Friday, May 09, 2008


Last night I was sprawled in an armchair, lazily catching up on the Sunday New York Times, periodically bellowing at my children to turn on the TV to see if the Office was on. No one would oblige me, so I turned on the TV myself, and instead of seeing Dwight and Michael, I heard Eric Pritchett's panicked voice talking about a tornado warning.

We don't get many tornadoes here in Virginia, although we get even fewer tornadoes in Buffalo, where I grew up. My only experience with tornadoes is my mother's story about how she was visiting someone in Indiana or Illinois, or somewhere, and saw a tiny tornado carry off somebody's rosebush.

The TV warned us repeatedly to "get LOW and stay LOW"--not very catchy, I must say. Couldn't someone have come up with an easy tornado rhyme?

How LOW can you go? This storm is gonna BLOW.
To the basement we go. We need to stay LOW.
When the tornado is acomin' to the basement go runnin'.

My house, with its outdoor-only access basement, is particularly unsuited for tornado survival. How, pray, am I supposed to round up four children, two dogs, and a bunny and take them out into a storm and around the side of the house, and unlock the padlock and usher everybody inside before an approaching tornado obliterates us? The animals are particularly problematic. The bunny would have to travel by Black Bag, which he does not like, and I envisioned the dogs attacking the bunny in the bag while we huddled in the basement. I also saw myself tugging uselessly on two leashes, trying to get two panicked dogs into a basement they are both afraid of.

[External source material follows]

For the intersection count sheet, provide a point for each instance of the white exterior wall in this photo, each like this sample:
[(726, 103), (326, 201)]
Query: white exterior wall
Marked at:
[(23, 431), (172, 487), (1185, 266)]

My daughter Miss G made a case for all of us hiding in the closet instead. This is the closet.

Can you imagine six people, two large dogs and a bunny squeezed in here? I told Miss G that she could go into the closet, but the rest of us would take our chances with the basement.

This is me, awaiting death as predicted by the NBC 29 Storm Team.

Jon, meanwhile, was nowhere to be found. We had NO idea where he had got to. He was not in the house, he was not on the porch. He was gone and the Storm Team's hysterical reporting had worked my younger children into a state of high anxiety. The bunny's cage was moved away from the window and piled with blankets. Mr. McP had the dog leashes. I had the key to the basement wound around my wrist on a string. I think my time would have been better spent reading the hysterical commentary on the storm coverage over at Cvillain.

It was all so exciting, I was half disappointed when they canceled the tornado warning for Charlottesville. Just at that moment, Jon came breezing into the house. He'd been at the neighbor's looking at possible doors for our new bathroom.


  1. We spent the storm bailing water out of our basement. We live on the top of a hill, so flooding shouldn't be a problem.

  2. we hovered in our "inner hallway" while watching the hype on the tv far across the room. we also have a basement accessible only from the outside, but a nasty basement it is, and not even a tornado warning can convince me to hang out in it. we finally left the inner hallway, turned off the tv, and opened the front door so we could enjoy the sound of thunder. i wasn't sure if we should all sleep upstairs in our bedrooms, but by the time one tornado warning had expired and another had been reissued without nary a drop of rain or gust of wind, we decided to disregard it all and flop into our beds far too late into the night. it all seemed a little bit too much crying wolf.